Competitive Performance
The achieved WER and DER metrics are competitive, demonstrating the effectiveness of the proposed methods in handling low-resource languages.
Practical Insights
The article provides practical insights into the most impactful design choices for low-resource speech processing, which can be valuable for future research and applications.
Demerits
Limited Generalizability
The study focuses on Bengali, which may limit the generalizability of the findings to other languages with similar characteristics.
Data Scarcity
The scarcity of large-scale labeled corpora for Bengali poses a significant challenge, which may affect the robustness and scalability of the proposed methods.
Complexity
The combination of multiple techniques and models increases the complexity of the system, which may hinder its practical deployment in real-world scenarios.
Expert Commentary
The article presents a rigorous and well-reasoned approach to addressing the challenges of Bengali speech processing.

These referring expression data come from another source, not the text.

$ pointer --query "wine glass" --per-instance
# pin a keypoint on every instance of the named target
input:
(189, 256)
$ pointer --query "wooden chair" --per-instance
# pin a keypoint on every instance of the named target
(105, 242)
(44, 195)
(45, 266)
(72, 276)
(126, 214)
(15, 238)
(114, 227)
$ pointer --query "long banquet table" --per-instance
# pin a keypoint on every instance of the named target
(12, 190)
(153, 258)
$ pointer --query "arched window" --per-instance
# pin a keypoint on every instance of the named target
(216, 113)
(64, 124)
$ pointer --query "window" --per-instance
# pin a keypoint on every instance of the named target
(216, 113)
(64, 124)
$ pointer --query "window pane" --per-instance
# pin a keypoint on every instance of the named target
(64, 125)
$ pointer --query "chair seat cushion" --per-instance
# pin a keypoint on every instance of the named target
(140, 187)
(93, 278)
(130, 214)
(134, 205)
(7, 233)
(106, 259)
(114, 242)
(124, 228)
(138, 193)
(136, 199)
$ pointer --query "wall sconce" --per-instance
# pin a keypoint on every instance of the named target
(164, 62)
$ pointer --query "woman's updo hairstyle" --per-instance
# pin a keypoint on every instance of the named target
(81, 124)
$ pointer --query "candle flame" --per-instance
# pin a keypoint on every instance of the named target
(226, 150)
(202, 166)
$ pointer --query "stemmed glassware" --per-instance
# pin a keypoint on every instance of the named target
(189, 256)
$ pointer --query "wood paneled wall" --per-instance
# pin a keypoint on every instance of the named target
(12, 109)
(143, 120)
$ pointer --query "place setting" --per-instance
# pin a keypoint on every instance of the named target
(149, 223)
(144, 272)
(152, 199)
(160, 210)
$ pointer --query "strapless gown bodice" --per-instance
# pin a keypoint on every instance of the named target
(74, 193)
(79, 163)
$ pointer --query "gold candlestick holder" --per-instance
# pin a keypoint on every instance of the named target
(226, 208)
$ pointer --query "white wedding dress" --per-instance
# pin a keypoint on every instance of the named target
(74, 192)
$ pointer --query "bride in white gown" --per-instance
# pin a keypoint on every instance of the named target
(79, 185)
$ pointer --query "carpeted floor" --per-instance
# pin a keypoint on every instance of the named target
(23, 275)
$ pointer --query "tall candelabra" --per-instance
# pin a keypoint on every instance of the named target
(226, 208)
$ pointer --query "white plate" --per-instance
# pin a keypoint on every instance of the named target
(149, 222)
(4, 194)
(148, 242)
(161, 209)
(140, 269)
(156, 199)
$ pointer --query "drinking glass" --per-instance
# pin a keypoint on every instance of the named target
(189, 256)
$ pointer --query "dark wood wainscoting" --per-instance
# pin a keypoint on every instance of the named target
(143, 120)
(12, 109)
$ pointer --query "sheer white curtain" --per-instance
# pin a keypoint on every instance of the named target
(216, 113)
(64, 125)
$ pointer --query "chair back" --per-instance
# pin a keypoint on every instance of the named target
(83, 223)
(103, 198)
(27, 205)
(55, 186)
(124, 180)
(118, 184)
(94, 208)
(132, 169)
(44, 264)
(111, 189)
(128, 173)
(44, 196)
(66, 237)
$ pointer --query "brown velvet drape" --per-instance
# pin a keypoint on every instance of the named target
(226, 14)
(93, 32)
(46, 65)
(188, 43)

The combination of fine-tuned models, source separation, and silence-aware chunking demonstrates a sophisticated understanding of the unique characteristics of the language. The achieved metrics are impressive, particularly given the scarcity of labeled data. However, the study's focus on Bengali may limit its generalizability to other languages. Future research should explore the adaptability of these methods to other low-resource languages with similar characteristics. Additionally, the complexity of the proposed system may pose challenges for practical deployment, suggesting a need for further simplification and optimization. Overall, the study makes a significant contribution to the field of low-resource language processing and provides valuable insights for both academic research and practical applications.
Recommendations
- ✓ Future research should investigate the adaptability of the proposed methods to other low-resource languages to assess their generalizability.
- ✓ Efforts should be made to create and label larger corpora for Bengali and other low-resource languages to support more robust and scalable speech processing systems.